NICE Guidelines - Delirium, diagnosis, prevention and management
- Created on 29 July 2010
- Written by R Atkins
NICE has issued new guidelines on the diagnosis, prevention and management of delirium.
Delirium (sometimes called ‘acute confusional state’) is a common clinical syndrome characterised by disturbed consciousness, cognitive function or perception, which has an acute onset and fluctuating course. It usually develops over 1–2 days. It is a serious condition that is associated with poor outcomes. However, it can be prevented and treated if dealt with urgently.
A person may already have delirium when they present to hospital or long-term care or it may develop during a hospital admission or residential stay in long-term care. Delirium can be hypoactive or hyperactive but some people show signs of both (mixed). People with hyperactive delirium have heightened arousal and can be restless, agitated and aggressive. People with hypoactive delirium become withdrawn, quiet and sleepy. Hypoactive and mixed delirium can be more difficult to recognise.

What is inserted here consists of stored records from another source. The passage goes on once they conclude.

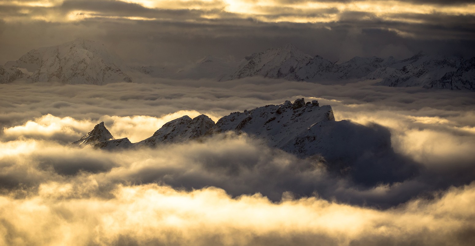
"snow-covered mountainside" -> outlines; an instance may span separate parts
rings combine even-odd
[[[114,139],[103,121],[96,125],[92,131],[71,145],[81,147],[92,146],[96,144]]]
[[[238,64],[213,56],[207,56],[194,66],[180,71],[175,77],[178,79],[214,79],[220,81],[232,73]]]
[[[153,135],[135,144],[154,146],[166,143],[179,143],[203,137],[215,125],[208,116],[201,115],[193,119],[185,115],[165,123]]]
[[[206,115],[193,119],[184,116],[165,124],[152,136],[135,144],[126,138],[97,143],[100,140],[91,137],[102,136],[102,140],[112,137],[104,133],[106,131],[104,124],[100,124],[75,144],[94,142],[95,147],[109,150],[157,147],[232,131],[262,139],[269,146],[299,157],[319,156],[329,170],[350,175],[362,184],[374,185],[381,175],[384,180],[398,182],[417,172],[416,165],[394,152],[387,129],[348,120],[335,121],[331,107],[320,106],[315,100],[305,103],[304,99],[232,113],[216,124]],[[387,166],[395,160],[404,164]]]
[[[95,148],[103,149],[107,150],[114,149],[126,149],[133,145],[127,137],[118,139],[111,139],[108,141],[101,142],[94,145]]]
[[[316,100],[305,103],[304,99],[280,105],[267,105],[219,119],[216,131],[243,132],[265,139],[269,145],[281,148],[302,132],[321,121],[334,120],[329,105],[320,107]]]
[[[33,82],[57,81],[66,84],[101,85],[132,82],[128,70],[116,55],[104,46],[78,38],[62,45],[33,49],[7,66],[32,73]]]
[[[475,81],[470,78],[470,71],[475,67],[470,60],[461,57],[431,56],[421,52],[379,68],[369,73],[366,78],[381,79],[375,84],[377,85],[474,91]]]
[[[450,90],[475,91],[475,57],[464,61],[455,72],[446,73],[440,79],[433,81],[430,86]]]
[[[10,83],[27,76],[18,68],[0,65],[0,84]]]
[[[246,56],[238,67],[221,80],[230,80],[260,75],[266,78],[285,78],[294,73],[312,59],[293,45],[288,44],[277,48]]]
[[[475,68],[470,61],[461,57],[432,56],[419,52],[402,60],[393,56],[385,59],[356,56],[337,63],[319,55],[312,58],[288,44],[253,54],[238,63],[208,57],[174,75],[164,74],[154,76],[224,81],[260,76],[316,82],[380,80],[375,85],[474,91],[475,81],[471,71]],[[145,73],[152,73],[143,70]]]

It can be difficult to distinguish between delirium and dementia and some people may have both conditions. If clinical uncertainty exists over the diagnosis, the person should be managed initially for delirium.
Older people and people with dementia, severe illness or a hip fracture are more at risk of delirium. The prevalence of delirium in people on medical wards in hospital is about 20% to 30%, and 10% to 50% of people having surgery develop delirium. In long-term care the prevalence is under 20%. But reporting of delirium is poor in the UK, indicating that awareness and reporting procedures need to be improved.
There is a significant burden associated with this condition. Compared with people who do not develop delirium, people who develop delirium may:
- need to stay longer in hospital or in critical care
- have an increased incidence of dementia
- have more hospital-acquired complications, such as falls and pressure sores
- be more likely to need to be admitted to long-term care if they are in hospital
- be more likely to die.
This clinical guideline describes methods of preventing, identifying, diagnosing and treating delirium. In particular, the guideline focuses on preventing delirium in people identified to be at risk, using a targeted, multicomponent, non?pharmacological intervention that addresses a number of modifiable risk factors (‘clinical factors’).
If delirium is prevented, it should generate cost savings.
This guideline does not cover children and young people (younger than 18 years), people receiving end-of-life care, or people with intoxication and/or withdrawing from drugs or alcohol, and people with delirium associated with these states. For more information see section 2 ‘Notes on the scope of the g uidance’.
The guideline will assume that prescribers will use a drug’s summary of product characteristics to inform decisions made with individual people.